Seth M. Morton

Getting doctest to play nice with C extensions

(Check out the original Stack Overflow question.)

tl;dr - a working solution in script form

Python’s doctest module is a must-have (must-use?) for anyone documenting their API and including examples. The last thing that you want is for the example(s) in your documentation to have a syntax error, or even worse, show the wrong results! For this reason, it is very important to run your documentation through doctest as a gross reality check that you are not misleading your users with bad documentation.

The problem arises when you write a C extension module for Python, at which point you will find that doctest fails to work on Python 3. It turns out that this occurs for three reasons, all of which are simply related to the fact that the doctest author made the (reasonable) assumption that doctest would only be run on .py files. The three reasons are

  1. A file is assumed to be an importable module only if it ends in “.py”.
  2. On Python 3, extension modules are ABI version tagged.
  3. inspect.function is used to look for functions, but functions in an extension module look like a builtin to the Python interpreter, so inspect.builtin is needed to identify them.

The mitigation for these three reasons are detailed below.

Telling doctest to import “.so” files

The first issue is that doctest only tries to import a file if it ends with “.py”, but extension modules end in “.so”. The behavior of doctest is to read a file as text if it is not importable (this is so files like README.txt can be checked). On Python 2, reading the “.so” file as text works because it handles the bytes/unicode boundary gracefully. On Python 3, reading the “.so” as text results in a UnicodeDecodeError (because all the binary data can’t be decoded) so this strategy does not work.

Fixing this issue is just a matter of redirecting code to the “import” branch if the file extension is “.so”, which is just replacing

if filename.endswith(".py"):

with

if filename.endswith(".py") or filename.endswith(".so"):

Accounting for ABI version tagging

In Python 3, C extension modules can have extra information in the suffix; for example, a file might be named myextension.cpython-34m.so and not myextension.so (check out PEP 3149 for the rationale).

To compensate for this, we just have to replace

m = __import__(filename[:-3])

with

from sysconfig import get_config_var
m = __import__(filename[:-3] if filename.endswith(".py") else filename.replace(get_config_var("EXT_SUFFIX"), ""))
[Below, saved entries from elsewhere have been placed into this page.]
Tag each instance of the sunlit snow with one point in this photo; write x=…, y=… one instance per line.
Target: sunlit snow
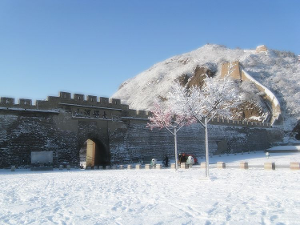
x=231, y=196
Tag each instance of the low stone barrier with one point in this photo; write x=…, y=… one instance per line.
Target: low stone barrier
x=269, y=166
x=244, y=165
x=221, y=165
x=295, y=166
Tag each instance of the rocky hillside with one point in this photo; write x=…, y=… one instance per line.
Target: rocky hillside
x=277, y=70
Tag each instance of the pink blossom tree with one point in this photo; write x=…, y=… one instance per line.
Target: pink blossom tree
x=165, y=117
x=217, y=97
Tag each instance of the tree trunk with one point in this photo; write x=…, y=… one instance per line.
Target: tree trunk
x=175, y=143
x=206, y=149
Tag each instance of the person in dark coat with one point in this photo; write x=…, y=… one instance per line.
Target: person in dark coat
x=166, y=161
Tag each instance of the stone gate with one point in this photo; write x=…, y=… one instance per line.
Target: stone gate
x=63, y=124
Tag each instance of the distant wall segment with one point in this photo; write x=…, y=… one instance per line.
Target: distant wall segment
x=62, y=124
x=238, y=73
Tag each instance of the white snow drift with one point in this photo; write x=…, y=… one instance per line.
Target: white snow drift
x=232, y=196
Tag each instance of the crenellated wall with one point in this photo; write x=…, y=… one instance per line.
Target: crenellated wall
x=63, y=124
x=237, y=72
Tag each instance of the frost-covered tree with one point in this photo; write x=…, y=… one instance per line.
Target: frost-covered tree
x=217, y=97
x=162, y=116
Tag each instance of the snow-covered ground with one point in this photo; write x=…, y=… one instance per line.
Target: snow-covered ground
x=231, y=196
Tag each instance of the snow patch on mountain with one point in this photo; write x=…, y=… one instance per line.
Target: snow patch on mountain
x=277, y=70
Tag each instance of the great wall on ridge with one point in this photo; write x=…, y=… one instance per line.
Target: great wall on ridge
x=61, y=125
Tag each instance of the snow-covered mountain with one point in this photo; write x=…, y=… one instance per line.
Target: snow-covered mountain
x=279, y=71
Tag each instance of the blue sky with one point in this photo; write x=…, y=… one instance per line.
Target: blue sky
x=92, y=46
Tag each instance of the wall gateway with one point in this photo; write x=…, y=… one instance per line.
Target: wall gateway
x=61, y=125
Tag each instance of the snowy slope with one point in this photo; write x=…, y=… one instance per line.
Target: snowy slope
x=278, y=71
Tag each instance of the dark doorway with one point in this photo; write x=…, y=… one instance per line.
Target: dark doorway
x=93, y=153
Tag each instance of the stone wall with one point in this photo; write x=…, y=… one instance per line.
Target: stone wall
x=120, y=137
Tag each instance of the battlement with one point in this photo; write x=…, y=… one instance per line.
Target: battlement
x=53, y=102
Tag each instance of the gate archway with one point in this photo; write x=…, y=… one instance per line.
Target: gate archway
x=93, y=153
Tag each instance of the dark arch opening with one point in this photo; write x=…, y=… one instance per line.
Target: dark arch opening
x=94, y=153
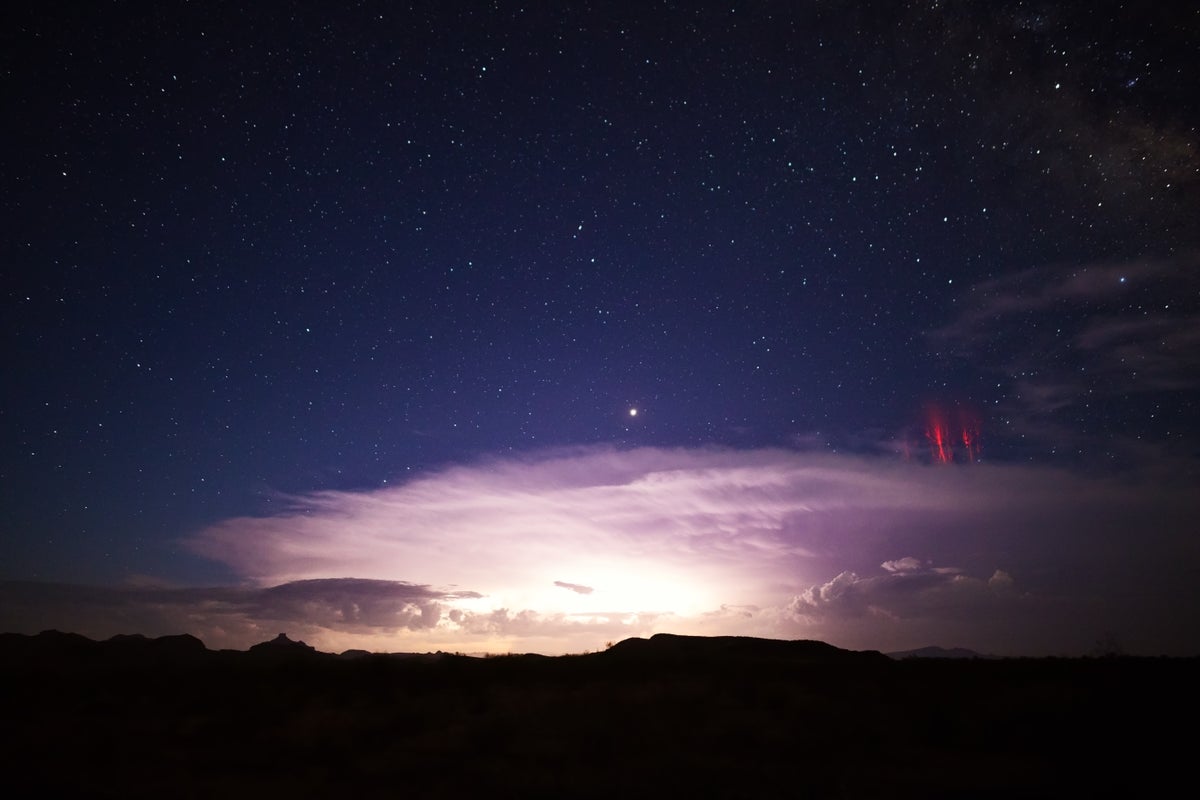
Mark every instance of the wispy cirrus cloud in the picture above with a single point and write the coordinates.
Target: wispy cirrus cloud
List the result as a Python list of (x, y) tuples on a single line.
[(1072, 343)]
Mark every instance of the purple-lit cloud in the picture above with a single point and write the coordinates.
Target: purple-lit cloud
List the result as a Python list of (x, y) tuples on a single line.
[(863, 552)]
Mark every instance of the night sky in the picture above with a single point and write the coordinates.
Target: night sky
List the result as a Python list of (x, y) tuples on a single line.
[(486, 326)]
Helping inspect identify that your function is a function

The inspect module is extremely useful for performing introspection at runtime. doctest uses inspect.function to identify if an object is a function, but this function does not identify functions in a C extension as a function, because these are considered by the interpreter to be a builtin. Because of this, inspect.builtin is needed to identify functions in a C extension.

To handle this requires adding a call to inspect.builtin in doctest by replacing

if ((inspect.isfunction(val) or inspect.isclass(val)) and

with

if ((inspect.isfunction(val) or inspect.isbuiltin(val) or inspect.isclass(val)) and

A doctest patch script

The three above solutions are included in the following script, and the script can be used to create a patched version of doctest that work for C extensions on Python 3. You can download the script from this Gist.

"""\
Copies doctest.py from the stdlib to the current directory,
and modifies it so that

  a) It will load "*.so" files as modules just like a "*.py" file
  b) It recognizes functions defined in "*.so" files
  c) Remove the configuration extension from the "*.so" files (on Python3)

With these enhancements, doctest can be run on a C python extension module.
"""
from __future__ import print_function

import sys
import inspect
import doctest

# Get the source file location
dt_location = inspect.getsourcefile(doctest)

# Read the module into memory
with open(dt_location) as fl:
    doctest_str = fl.read()

# Add a search for the .so extension when inspecting the input files
# so that extension modules will be loaded properly.
doctest_str = doctest_str.replace(
    'if filename.endswith(".py"):',
    'if filename.endswith(".py") or filename.endswith(".so"):'
)

# inspect.isfunction does not work for functions written in C,
# so we have to replace that with an inspect.isbuiltin check when
# looking for functions with docstrings.
doctest_str = doctest_str.replace(
    'if ((inspect.isfunction(val) or inspect.isclass(val)) and',
    'if ((inspect.isfunction(val) or inspect.isbuiltin(val) or inspect.isclass(val)) and'
)

# Replace the configuration extension with nothing on Python3
if sys.version[0] == '3':
    doctest_str = doctest_str.replace(
        'm = __import__(filename[:-3])',
        'm = __import__(filename[:-3] if filename.endswith(".py") else filename.replace(get_config_var("EXT_SUFFIX"), ""))'
    )
    # We need to import the get_config_var variable.
    doctest_str = doctest_str.replace(
        'def _test():',
        'from sysconfig import get_config_var\ndef _test():'
    )


# Open up the new output file and write the modified input to it.
with open('doctest.py', 'w') as fl:
    print(doctest_str, file=fl, end='')